Duterte says Beijing will guarantee ‘safe passage’ in sea
MANILA (ANN Desk) – Asean chair the Philippines plays down dispute at summit, Trump’s offer to mediate gains no traction
The South China Sea dispute took centre stage as world leaders gathered for the 31st Asean summit and related meetings on Monday. The Association of Southeast Asia Nations will on Monday announce the resumption of negotiations with Beijing on a code of conduct in the sea. Begun in 2002, the talks have made little progress.
Four Asean members, including summit host and Asean chair the Philippines, are embroiled in territory disputes with Beijing, which claims almost all of the sea. China has been conducting a programme of island-building on disputed rocks and atolls, heightening concern over freedom of passage in a major global shipping lane carrying $5 trillion of goods each year.
US President Donald Trump on Sunday offered to mediate the dispute, which Asean declared in a draft statement on Monday was “calmer now, [but] we cannot take the current progress for granted.”
“I am a very good mediator and a very good arbitrator,” Trump said on Sunday in Hanoi ahead of a meeting with Vietnamese President Tran Dai Quang. “If I can be of help in any way, let me know.” Trump landed in Manila on Monday, on the final leg of his Asia tour. The US navy has conducted regular freedom of navigation exercises in the South China Sea as tensions rise over Beijing’s assertiveness.

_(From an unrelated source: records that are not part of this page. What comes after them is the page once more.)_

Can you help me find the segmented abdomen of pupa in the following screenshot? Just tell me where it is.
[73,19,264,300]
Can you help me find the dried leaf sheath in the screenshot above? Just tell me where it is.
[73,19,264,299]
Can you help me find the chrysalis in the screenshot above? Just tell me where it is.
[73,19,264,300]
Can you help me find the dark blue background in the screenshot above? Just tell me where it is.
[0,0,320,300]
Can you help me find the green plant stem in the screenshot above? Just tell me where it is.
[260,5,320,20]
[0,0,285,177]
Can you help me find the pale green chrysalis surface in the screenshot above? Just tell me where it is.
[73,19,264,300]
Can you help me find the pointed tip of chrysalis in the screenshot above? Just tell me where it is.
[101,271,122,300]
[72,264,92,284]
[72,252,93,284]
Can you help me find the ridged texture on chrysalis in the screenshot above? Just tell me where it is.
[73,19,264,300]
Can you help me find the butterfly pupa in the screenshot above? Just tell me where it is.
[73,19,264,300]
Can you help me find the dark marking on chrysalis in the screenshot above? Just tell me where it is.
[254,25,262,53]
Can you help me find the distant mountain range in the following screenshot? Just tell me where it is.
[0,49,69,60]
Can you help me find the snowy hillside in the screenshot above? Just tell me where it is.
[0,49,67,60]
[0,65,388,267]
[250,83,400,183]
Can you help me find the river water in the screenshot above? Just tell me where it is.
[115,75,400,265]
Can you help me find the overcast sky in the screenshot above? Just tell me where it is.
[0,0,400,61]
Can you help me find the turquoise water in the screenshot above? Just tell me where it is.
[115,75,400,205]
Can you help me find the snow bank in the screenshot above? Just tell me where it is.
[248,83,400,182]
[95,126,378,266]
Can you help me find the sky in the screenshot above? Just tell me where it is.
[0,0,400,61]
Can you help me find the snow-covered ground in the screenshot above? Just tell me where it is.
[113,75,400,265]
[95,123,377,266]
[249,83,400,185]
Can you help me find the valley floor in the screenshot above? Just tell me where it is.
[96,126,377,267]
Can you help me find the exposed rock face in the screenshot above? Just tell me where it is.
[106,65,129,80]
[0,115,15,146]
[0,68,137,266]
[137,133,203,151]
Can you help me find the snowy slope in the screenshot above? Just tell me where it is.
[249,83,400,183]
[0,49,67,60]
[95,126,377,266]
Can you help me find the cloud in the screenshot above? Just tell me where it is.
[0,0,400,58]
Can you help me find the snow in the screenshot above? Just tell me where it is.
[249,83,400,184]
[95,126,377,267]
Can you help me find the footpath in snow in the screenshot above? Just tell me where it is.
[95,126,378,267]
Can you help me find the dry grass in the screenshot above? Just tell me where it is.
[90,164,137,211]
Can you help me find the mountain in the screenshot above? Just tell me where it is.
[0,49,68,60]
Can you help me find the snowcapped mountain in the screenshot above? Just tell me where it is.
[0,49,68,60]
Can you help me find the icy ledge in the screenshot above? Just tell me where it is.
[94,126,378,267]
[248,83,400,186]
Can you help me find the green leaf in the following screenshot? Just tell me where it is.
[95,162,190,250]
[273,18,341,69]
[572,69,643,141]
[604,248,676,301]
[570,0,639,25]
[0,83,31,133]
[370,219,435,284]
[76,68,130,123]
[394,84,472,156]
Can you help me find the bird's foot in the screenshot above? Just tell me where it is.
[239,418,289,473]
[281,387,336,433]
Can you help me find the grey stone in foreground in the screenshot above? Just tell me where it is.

Trump’s remark may signal a more proactive US role in finding a solution to one of Asia’s biggest flashpoints.
Asean unity has faltered in the face of the dispute, which China insists should be resolved on a bilateral basis.
On Sunday, visiting Chinese President Xi Jinping reportedly agreed to work with Vietnam on a code of conduct and joint exploitation of oil and gas reserves. The rapprochement came after tensions between Hanoi and Beijing, which parked an oil rig in Vietnamese waters in 2014.
Philippine President Rodrigo Duterte also played down the dispute, suggesting leaders should not discuss the South China Sea.
“The South China Sea is better left untouched, nobody can afford to go to war. It can ill-afford a violent confrontation,” he said. Duterte added that Beijing is guaranteeing “safe passage” for all nations using the South China Sea.
The Philippine leader has grown closer to China since he took office last year.
Asean echoed the conciliatory tone in its statement to the Asean Summit on Monday:
“It is important that we cooperate to maintain peace, stability, freedom of navigation in and over-flight above the SCS [South China Sea], in accordance with international law,” it said.
“It is in our collective interest to avoid miscalculations that could lead to escalation of tensions.”
Taiwan and four Asean member-countries – Malaysia, Vietnam, the Philippines and Brunei – dispute China’s claim to almost the entire sea.
Leaders from China, the United States and seven other nations are joining Asean at their annual summit.